Memory optimization for from spark Dataframe to SparkXShards
Tested with recsys data. Scripts in friesian PR #99. Data is the first 16 partitions.
Memory
| parquet files | records | read as train_df/test_df | shard_size | df2sparkxshards memory peak | df2sparkxshards stable |
|---|---|---|---|---|---|
| 16 | 6063285 | 5.9G | 1000 | 25.7g | 25.7g |
| 16 | 6063285 | 5.9G | None | 36.6g | 25.7g |
For recsys dataset, if I only save some selected features processed here: https://github.com/analytics-zoo/friesian/blob/recsys-challenge/recsys2021/demo/final/scripts/preprocess.py The total parquet size is around 3.9G and when I read parquet I get 200+ partitions. Then when converting to SparkXShards, I still get this error:
ERROR YarnScheduler:70 - Lost executor 1 on Almaren-Node-164: Container killed by YARN for exceeding memory limits. 160.2 GB of 160 GB physical memory used. Consider boosting spark.yarn.executor.memoryOverhead or disabling yarn.nodemanager.vmem-check-enabled because of YARN-4714.

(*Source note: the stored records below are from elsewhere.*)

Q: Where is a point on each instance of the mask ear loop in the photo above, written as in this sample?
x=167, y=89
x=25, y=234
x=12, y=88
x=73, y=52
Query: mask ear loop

I have already given 8*100G memory, but gets OOM for 4G data...
If I repartition to say 2000 partitions, it can work.
I tested the version without feature processing with 12 executors.
Found that reading as train_df/test_df took ~30g memory. The parquet file size on disk might not be a good reference, since it should be compressed.
And the peak memory for converting df to SparkXShards is 130g for each worker (increased 100g in df_to_SparkXShards). And the stable memory size is 80g-90g (increased 50-60g in df_to_SparkXShards).
If the partition is too large, our UDF which converts df to numpy might be very memory consuming. That could explain the reason repartition works. You could also try setting shard_size to reduce the peak memory.
I will try optimizing the memory while converting df to SparkXShards, and also try either guiding user to set shard_size or setting a default value to mitigate the memory issue.